Kamp-Lintfort: Die Riesen vor dem Fall
VON DIRK MÖWIUS - zuletzt aktualisiert: 20.12.2006Kamp-Lintfort (RPO). Gute Nachrichten gab Bürgermeister Dr. Christoph Landscheidt gestern in der Kamp-Lintforter Ratssitzung bekannt. Zusätzliche vier Millionen Euro aus dem Programm Stadtumbau West stehen der Stadt zur Verfügung.
Eine topaktuelle Nachricht stellte Kamp-Lintforts Bürgermeister Dr. Christoph Landscheidt gestern an den Beginn seiner Haushaltsrede: Per Fax war im Rathaus ein Bescheid der Bezirksregierung eingegangen. Und demnach stehen nicht nur die erwarteteten 1,6 Millionen Euro für das Projekt „Weiße Riesen“ zur Verfügung. Weitere vier Millionen Euro aus dem Programm „Stadtumbau West“ können in den nächsten Jahren abgerufen werden, um Kamp-Lintfort attraktiver zu machen.
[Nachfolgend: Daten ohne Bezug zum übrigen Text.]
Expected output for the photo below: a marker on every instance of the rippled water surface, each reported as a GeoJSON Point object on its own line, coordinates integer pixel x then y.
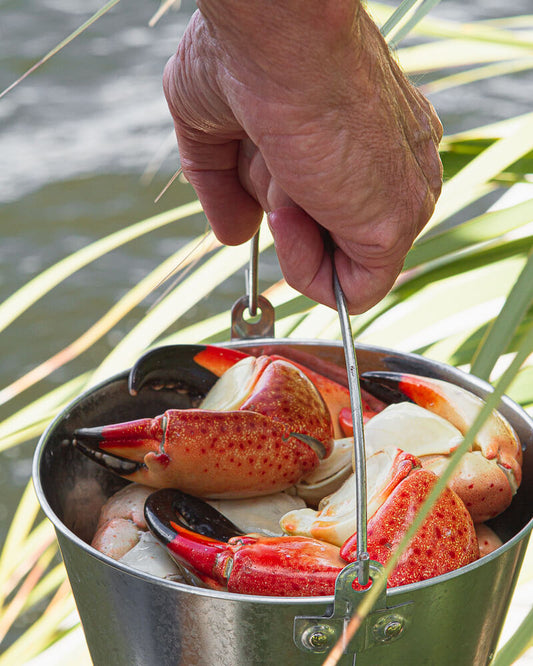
{"type": "Point", "coordinates": [75, 139]}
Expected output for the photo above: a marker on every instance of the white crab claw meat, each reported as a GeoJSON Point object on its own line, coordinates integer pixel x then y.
{"type": "Point", "coordinates": [234, 386]}
{"type": "Point", "coordinates": [116, 537]}
{"type": "Point", "coordinates": [335, 519]}
{"type": "Point", "coordinates": [330, 473]}
{"type": "Point", "coordinates": [482, 482]}
{"type": "Point", "coordinates": [121, 521]}
{"type": "Point", "coordinates": [487, 539]}
{"type": "Point", "coordinates": [412, 429]}
{"type": "Point", "coordinates": [149, 556]}
{"type": "Point", "coordinates": [496, 439]}
{"type": "Point", "coordinates": [127, 503]}
{"type": "Point", "coordinates": [258, 514]}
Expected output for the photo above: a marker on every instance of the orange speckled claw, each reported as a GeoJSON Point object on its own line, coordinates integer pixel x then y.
{"type": "Point", "coordinates": [446, 540]}
{"type": "Point", "coordinates": [490, 473]}
{"type": "Point", "coordinates": [248, 564]}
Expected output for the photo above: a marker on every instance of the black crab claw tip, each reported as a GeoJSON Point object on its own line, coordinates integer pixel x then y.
{"type": "Point", "coordinates": [384, 385]}
{"type": "Point", "coordinates": [120, 466]}
{"type": "Point", "coordinates": [170, 367]}
{"type": "Point", "coordinates": [167, 506]}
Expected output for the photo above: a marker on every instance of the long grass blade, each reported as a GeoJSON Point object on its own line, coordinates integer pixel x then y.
{"type": "Point", "coordinates": [458, 191]}
{"type": "Point", "coordinates": [42, 409]}
{"type": "Point", "coordinates": [475, 75]}
{"type": "Point", "coordinates": [421, 11]}
{"type": "Point", "coordinates": [19, 530]}
{"type": "Point", "coordinates": [397, 16]}
{"type": "Point", "coordinates": [500, 333]}
{"type": "Point", "coordinates": [61, 45]}
{"type": "Point", "coordinates": [41, 634]}
{"type": "Point", "coordinates": [182, 258]}
{"type": "Point", "coordinates": [203, 281]}
{"type": "Point", "coordinates": [482, 229]}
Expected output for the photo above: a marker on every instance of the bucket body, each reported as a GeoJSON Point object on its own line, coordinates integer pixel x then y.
{"type": "Point", "coordinates": [134, 618]}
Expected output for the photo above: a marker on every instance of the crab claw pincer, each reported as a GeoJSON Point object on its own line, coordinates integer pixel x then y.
{"type": "Point", "coordinates": [247, 564]}
{"type": "Point", "coordinates": [259, 430]}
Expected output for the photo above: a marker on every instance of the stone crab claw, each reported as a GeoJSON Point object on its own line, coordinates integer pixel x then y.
{"type": "Point", "coordinates": [487, 476]}
{"type": "Point", "coordinates": [169, 366]}
{"type": "Point", "coordinates": [244, 563]}
{"type": "Point", "coordinates": [261, 427]}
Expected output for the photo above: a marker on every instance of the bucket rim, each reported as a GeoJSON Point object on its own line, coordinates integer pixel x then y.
{"type": "Point", "coordinates": [479, 386]}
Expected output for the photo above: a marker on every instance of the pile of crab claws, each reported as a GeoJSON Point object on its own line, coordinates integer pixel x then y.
{"type": "Point", "coordinates": [184, 366]}
{"type": "Point", "coordinates": [260, 429]}
{"type": "Point", "coordinates": [304, 566]}
{"type": "Point", "coordinates": [488, 475]}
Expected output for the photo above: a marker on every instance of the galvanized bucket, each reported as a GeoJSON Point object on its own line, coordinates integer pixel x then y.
{"type": "Point", "coordinates": [134, 618]}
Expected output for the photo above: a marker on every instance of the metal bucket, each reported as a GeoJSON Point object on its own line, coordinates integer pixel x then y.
{"type": "Point", "coordinates": [133, 618]}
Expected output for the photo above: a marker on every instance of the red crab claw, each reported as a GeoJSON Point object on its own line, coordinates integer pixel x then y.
{"type": "Point", "coordinates": [488, 475]}
{"type": "Point", "coordinates": [446, 540]}
{"type": "Point", "coordinates": [247, 564]}
{"type": "Point", "coordinates": [261, 428]}
{"type": "Point", "coordinates": [162, 368]}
Haushalt ist nicht ausgeglichen
Kleiner Haken: Da alle Maßnahmen mit 80 Prozent gefördert werden, muss Kamp-Lintfort den Rest als Eigenmittel auftreiben. Und noch sieht der Haushalt nicht so aus, als ob neue Schulden angesagt sind. Denn trotz steigender Einkommen- und Umsatzsteueranteile ist der Haushalt für 2007 nicht ausgeglichen. Rund 2,7 Millionen Euro fehlen. Immerhin: Ohne die Mehraufwendungen bei der Kreisumlage – die vielleicht doch noch geringer ausfallen, wenn die Kreispolitik entsprechend beschließt – und Einnahmeausfällen bei den Schlüsselzuweisungen (Wegfall des Anteils der Grunderwerbsteuer) wäre der Entwurf ausgeglichen – früher, als bei der Haushaltssicherung veranschlagt. So bleiben Landscheidt und Kämmerer Paulini zuversichtlich, die Vorgaben – struktureller Ausgleich bis 2009 und Abbau der Altschulden bis 2013 – optimistisch. Und es bleibt genug Luft, um gut neun Millionen Euro in die Schulen zu investieren.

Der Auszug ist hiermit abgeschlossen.